【サーバーレスなユーザ管理基盤】Amazon Cognito ユーザープールにOpenID Connectを使ってLINEアカウントを連携させてみる
どうも!大阪オフィスの西村祐二です。
みなさんCognitoは使ってますか?
少し前になりますが、5月17日頃にAmazon Cognito ユーザープールにOpenID Connect(以降OIDC) プロバイダーを追加できるようになりました。
いままでは、Google,、Facebook、AmazonEC、SAMLだけだったのですが、このアップデートにより、OpenID Connectに準拠していれば、そのアカウントをAmazon Cognito ユーザープールに紐づけることが可能になります。
※Cognito Federated Identitiesとは別の話になります。
そこで今回は、LINEアカウントを使ってAmazon Cognito ユーザープールと連携してみたいと思います。
ゴール
- ログイン画面にあるソーシャルリンクをクリックするとLINEアカウントのアクセス要求の確認画面が表示
- 同意ボタンをクリックするとAmazon Cognito ユーザープールにLINEアカウントのユーザ情報が追加
- サイトにログイン可能に(ホームのページはログイン済のみアクセス可能なパスです)
というのを作っていきます。
さっそくやっていきましょう!
作業概要
大まかな作業として下記があります。
- Amazon Cognito ユーザープールを作成する
- Amazon Cognito ユーザープールを設定する
- LINEアカウントのID連携を設定する
- Amazon Cognito ユーザープールにLINEアカウントのIDプロバイダを設定
- Angularでソーシャルログインできるログインサイトを作成
Amazon Cognito ユーザープールを作成する
マネージメントコンソールから作成していきます。
ユーザプール名は今回「test-oidc」としています。
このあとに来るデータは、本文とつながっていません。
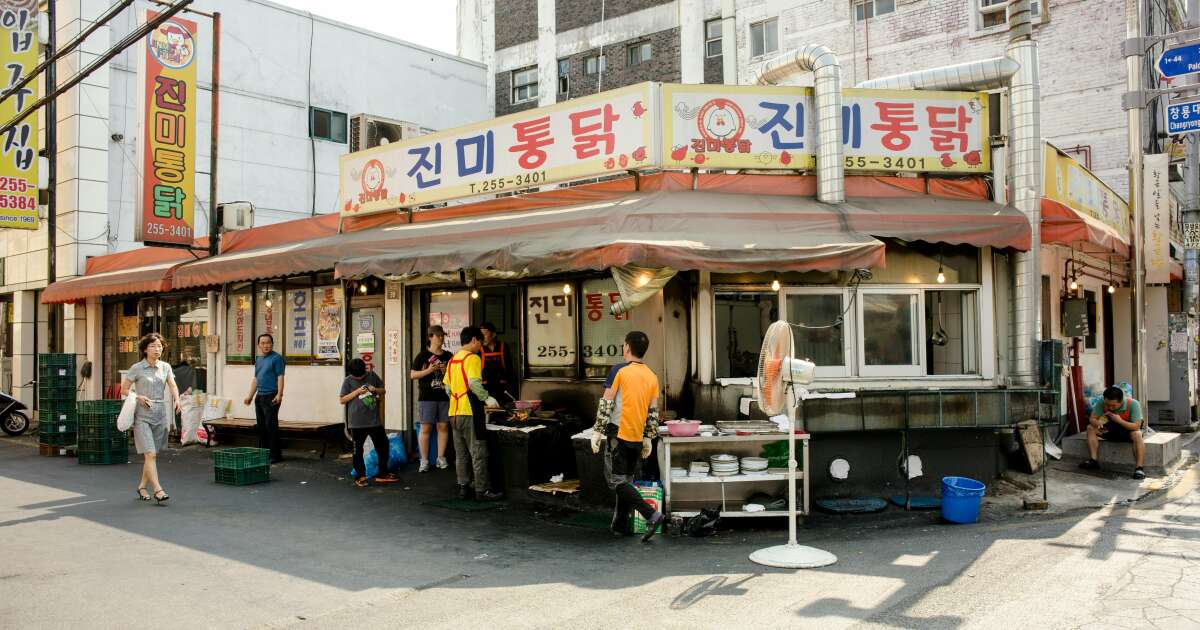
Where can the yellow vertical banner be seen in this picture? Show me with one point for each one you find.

また、今回はデフォルトのまま作成します。
※ハマりポイントとして、デフォルト設定ではユーザ登録時にemail属性が必須になっているため、OIDCプロバイダによってはemailが取得できない場合はエラーとなってしまいます。その場合、emailにチェックをはずしてユーザプールを作成してください。
Amazon Cognito ユーザープールを設定する
アプリクライアントを作成
アプリクライアント名を「test-oidc-app」としています。クライアントシークレットを生成のチェックを外して「アプリクライアントの作成」ボタンをクリックし作成します。
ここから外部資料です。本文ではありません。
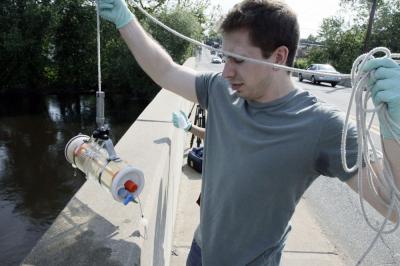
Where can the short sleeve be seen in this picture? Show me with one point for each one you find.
(328, 160)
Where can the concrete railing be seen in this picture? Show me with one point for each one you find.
(93, 229)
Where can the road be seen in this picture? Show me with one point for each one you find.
(335, 206)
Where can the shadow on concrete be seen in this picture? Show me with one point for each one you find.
(161, 217)
(190, 172)
(311, 252)
(82, 237)
(154, 121)
(158, 254)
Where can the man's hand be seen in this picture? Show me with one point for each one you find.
(116, 11)
(385, 88)
(180, 120)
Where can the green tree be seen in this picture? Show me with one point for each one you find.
(24, 27)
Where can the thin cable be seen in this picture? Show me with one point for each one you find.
(361, 95)
(227, 53)
(378, 182)
(98, 45)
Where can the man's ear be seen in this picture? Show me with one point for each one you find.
(280, 55)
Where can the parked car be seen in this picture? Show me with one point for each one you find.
(216, 60)
(316, 78)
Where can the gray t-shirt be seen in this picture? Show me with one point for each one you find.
(259, 158)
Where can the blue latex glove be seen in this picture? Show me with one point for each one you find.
(180, 120)
(384, 84)
(115, 11)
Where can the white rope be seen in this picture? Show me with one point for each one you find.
(360, 95)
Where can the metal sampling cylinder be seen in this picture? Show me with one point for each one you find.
(123, 181)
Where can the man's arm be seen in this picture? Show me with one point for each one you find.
(392, 149)
(180, 120)
(153, 59)
(157, 63)
(198, 131)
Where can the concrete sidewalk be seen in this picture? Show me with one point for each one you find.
(307, 245)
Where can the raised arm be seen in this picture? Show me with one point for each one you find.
(153, 59)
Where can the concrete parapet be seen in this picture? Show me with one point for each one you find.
(93, 229)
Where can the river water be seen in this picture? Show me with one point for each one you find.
(36, 182)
アプリクライアント作成後、アプリクライアントIDが生成されるので、メモしておきます。
ドメインを設定する
Amazon Cognitoはデフォルトでサインアップおよびサインインするページを自動的に作成してくれます。そのページにアクセスするためのドメインを設定します。
LINEアカウントのID連携を設定する
まずは、LINEデベロッパーコンソールのページを開きます。 まだデベロッパーアカウントを持っていない場合は、ユーザ登録してログインします。
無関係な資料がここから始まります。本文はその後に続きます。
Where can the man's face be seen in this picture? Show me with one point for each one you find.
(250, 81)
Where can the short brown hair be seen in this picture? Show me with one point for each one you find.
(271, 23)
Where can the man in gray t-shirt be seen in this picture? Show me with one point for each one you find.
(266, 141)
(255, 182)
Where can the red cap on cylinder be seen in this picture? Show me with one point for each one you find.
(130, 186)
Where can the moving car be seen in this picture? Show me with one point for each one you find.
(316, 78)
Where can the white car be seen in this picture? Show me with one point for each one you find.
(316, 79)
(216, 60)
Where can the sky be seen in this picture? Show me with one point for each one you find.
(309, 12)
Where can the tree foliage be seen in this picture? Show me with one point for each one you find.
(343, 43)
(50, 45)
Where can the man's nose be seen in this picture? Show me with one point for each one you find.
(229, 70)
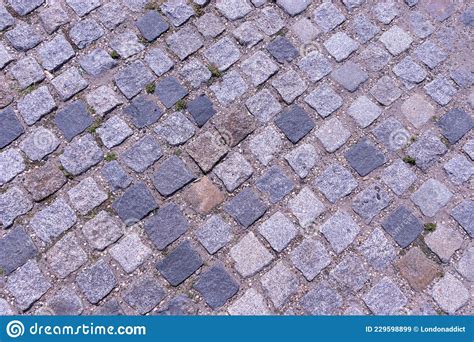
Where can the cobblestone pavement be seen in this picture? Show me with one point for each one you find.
(236, 157)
https://developers.line.me/ja/
▼「LINEログインをはじめる」ボタンをクリックします。
はじめてここに来た時には、プロバイダを作成していない状態のため、まずはプロバイダーを作成しておきます。
▼プロバイダーを作成したら「LINEログイン」をクリックし、新規channelを作成します。
▼Channelを作成したら、「Channel ID」、「Channel Secret」が生成されるのでメモしておきます。
あと、下にあるユーザにメールアドレスの取得を要求できるように申請をしておいてください。「申請済み」となっていれば大丈夫です。
▼次にアプリ設定でCallback URLを指定します。OIDC IdP がユーザー認証したときに、このURLにauthorization codeをかえします。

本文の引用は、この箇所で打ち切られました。